Die frühere Landesregierung hat gelogen! Das räumt alt Bundesrat Moritz Leuenberger (74) gegenüber der «NZZ am Sonntag» ein. So hatte sie jeweils bestritten, bei Geiselnahmen Lösegeld bezahlt zu haben. Doch: «Kommt eine Geisel frei, ist wohl meist bezahlt worden», erklärt Leuenberger nun im Interview.
«Aber das steht nicht ‹Lösegeld› auf dem Einzahlungsschein, sondern da werden irgendwo Spesen abgebucht», sagt der Jurist und SP-Politiker. Er war von 1995 bis 2010 Mitglied der Schweizer Regierung, zweimal Bundespräsident und stand dem Departement für Umwelt, Verkehr, Energie und Kommunikation vor.
«Die Lüge ist ein soziales Schmierfett»
Auf die Frage, wann er nicht die Wahrheit gesagt habe, antwortete Leuenberger: «Wir haben stets verneint, für die Befreiung von Geiseln Lösegelder bezahlt zu haben.» Dies sei aus gutem Grund geschehen, weil die Schweiz damit Nachahmer und weitere Geiselnahmen habe verhindern wollen.
«Erklärt man dieses Verhalten der Öffentlichkeit, wird dies als legitime Lüge akzeptiert», so Leuenberger. Lügen hätten einen Platz in der Gesellschaft. «Die Lüge ist ein soziales Schmierfett, oder sie kann berechtigte Interessen von Dritten schützen. Stets auf die Wahrheit zu pochen, kann manchmal grösseren Schaden anrichten, als zu lügen», führte er weiter aus.

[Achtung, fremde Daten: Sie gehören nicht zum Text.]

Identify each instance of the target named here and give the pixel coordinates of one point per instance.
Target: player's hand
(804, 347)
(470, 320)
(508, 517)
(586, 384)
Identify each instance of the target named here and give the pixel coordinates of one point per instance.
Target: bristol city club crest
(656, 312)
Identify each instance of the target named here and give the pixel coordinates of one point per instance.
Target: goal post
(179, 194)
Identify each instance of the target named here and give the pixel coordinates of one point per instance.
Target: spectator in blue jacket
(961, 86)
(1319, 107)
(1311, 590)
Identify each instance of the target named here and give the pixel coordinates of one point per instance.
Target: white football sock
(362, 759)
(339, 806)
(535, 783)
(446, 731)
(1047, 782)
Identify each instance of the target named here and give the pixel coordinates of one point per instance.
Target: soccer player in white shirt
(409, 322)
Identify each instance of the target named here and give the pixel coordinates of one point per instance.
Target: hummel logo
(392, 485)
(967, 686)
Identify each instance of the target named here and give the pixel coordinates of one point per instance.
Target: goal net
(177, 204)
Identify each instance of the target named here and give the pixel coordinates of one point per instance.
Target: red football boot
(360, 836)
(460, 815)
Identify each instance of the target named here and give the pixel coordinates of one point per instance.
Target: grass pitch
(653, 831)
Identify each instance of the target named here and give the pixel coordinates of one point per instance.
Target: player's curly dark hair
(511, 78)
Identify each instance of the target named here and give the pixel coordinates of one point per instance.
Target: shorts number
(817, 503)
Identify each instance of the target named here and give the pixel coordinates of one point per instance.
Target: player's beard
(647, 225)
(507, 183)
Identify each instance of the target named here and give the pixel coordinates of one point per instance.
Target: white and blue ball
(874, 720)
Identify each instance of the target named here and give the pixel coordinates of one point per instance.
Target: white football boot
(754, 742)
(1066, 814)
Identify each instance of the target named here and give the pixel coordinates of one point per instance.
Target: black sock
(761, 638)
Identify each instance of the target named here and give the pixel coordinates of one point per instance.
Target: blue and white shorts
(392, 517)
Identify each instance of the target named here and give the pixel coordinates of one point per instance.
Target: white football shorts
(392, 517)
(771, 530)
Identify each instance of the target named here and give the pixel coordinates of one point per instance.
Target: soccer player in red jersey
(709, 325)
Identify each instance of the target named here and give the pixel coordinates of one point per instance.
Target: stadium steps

Es gab immer wieder Gerüchte
Offiziell hiess es bislang beim Eidgenössischen Departement für auswärtige Angelegenheiten (EDA), dass die Schweiz kein Lösegeld zahle, um Geiseln freizubekommen.
Gerüchte um Geldzahlungen gab es allerdings immer wieder, unter anderem 2009 im Fall der Befreiung zweier Schweizer Touristen, die von der Terrorgruppe «al-Qaida im islamischen Maghreb» zwischen Mali und Niger entführt worden waren, oder bei der Freilassung eines im Süden der Philippinen entführten Schweizer IKRK-Mitarbeiters im selben Jahr. (SDA/dba)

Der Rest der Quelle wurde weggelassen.